Philosophy Seminar 7 (German Philosophy/Contemporary Philosophy)

Reading Kant’s the Critique of Pure Reason

Yuka Matsuo
4th-year student at the School of Humanities and Social Sciences

When we see a normal everyday object such as a desk, we recognize that “this is a desk.” Have you ever considered what takes place within our consciousness when making this recognition?

In the Philosophy Seminar 7, students read the Critique of Pure Reason, the main work of the contemporary Prussian philosopher Immanuel Kant. Particular emphasis is placed on the Transcendental Dialectic and students discuss the topic of “recognition” as introduced at the start of this article. The course is taught by the knowledgeable and kind Professor Yoshiyuki Mikoshiba, who conducts research in the philosophy of Kant. Seminar classes use a format in which students give a presentation on preselected sections of Kant’s work. Presentations are followed by a Q&A session. When students have trouble proceeding in their discussion, Professor Mikoshiba helps get the debate back on track by explaining through easy-to-understand and familiar examples. His assistance is invaluable to student discussion.

One feature of this seminar is that many students choose to repeat the course. In fact, I am a repeater myself. This is possible due to a system allowing students to repeatedly enroll courses which they find interesting in the philosophy course. I think there are many 4th-year students who, like myself, have repeatedly enrolled in the course since their 2nd year and are now taking the course for the third time.

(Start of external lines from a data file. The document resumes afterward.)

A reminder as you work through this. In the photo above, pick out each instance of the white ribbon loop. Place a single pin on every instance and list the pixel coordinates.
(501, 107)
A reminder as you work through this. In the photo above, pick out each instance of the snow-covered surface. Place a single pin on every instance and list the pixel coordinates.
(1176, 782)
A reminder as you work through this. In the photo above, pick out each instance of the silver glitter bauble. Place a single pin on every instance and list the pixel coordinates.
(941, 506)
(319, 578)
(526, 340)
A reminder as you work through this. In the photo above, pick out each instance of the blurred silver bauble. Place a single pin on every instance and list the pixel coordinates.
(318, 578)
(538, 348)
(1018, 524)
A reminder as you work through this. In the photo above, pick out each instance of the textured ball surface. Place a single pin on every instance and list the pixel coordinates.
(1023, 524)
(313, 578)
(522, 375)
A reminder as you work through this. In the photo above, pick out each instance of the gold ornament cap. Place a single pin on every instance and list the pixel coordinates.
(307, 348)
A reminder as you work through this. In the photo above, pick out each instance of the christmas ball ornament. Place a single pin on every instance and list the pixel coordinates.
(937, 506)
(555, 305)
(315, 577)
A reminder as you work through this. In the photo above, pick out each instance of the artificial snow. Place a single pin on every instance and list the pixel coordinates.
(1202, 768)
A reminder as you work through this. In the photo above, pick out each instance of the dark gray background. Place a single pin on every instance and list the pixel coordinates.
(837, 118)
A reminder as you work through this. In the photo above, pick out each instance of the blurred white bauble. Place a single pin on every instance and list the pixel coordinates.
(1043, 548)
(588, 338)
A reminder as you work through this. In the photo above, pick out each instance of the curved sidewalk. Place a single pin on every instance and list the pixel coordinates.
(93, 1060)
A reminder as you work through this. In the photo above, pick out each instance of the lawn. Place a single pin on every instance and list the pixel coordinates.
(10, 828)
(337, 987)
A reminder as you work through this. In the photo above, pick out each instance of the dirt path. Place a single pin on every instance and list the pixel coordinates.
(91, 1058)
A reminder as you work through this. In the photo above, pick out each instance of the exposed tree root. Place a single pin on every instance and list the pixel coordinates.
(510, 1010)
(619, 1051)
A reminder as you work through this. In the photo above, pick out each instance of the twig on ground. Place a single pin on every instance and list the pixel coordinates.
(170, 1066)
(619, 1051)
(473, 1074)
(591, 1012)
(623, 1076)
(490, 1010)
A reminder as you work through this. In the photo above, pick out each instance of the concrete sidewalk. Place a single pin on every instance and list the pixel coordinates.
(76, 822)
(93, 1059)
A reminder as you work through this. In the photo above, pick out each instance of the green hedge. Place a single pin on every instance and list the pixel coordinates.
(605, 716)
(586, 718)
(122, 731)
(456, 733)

The sections of Kant’s work which are read change slightly every year, allowing for new discoveries to be made even by repeating students. This creates the desire for more in-depth knowledge.

Every week, I find myself looking forward to time spent immersed in detailed analysis of Kant’s philosophy together with my motivated classmates.

Presentation given in the classroom

Professor Mikoshiba teaches with passion.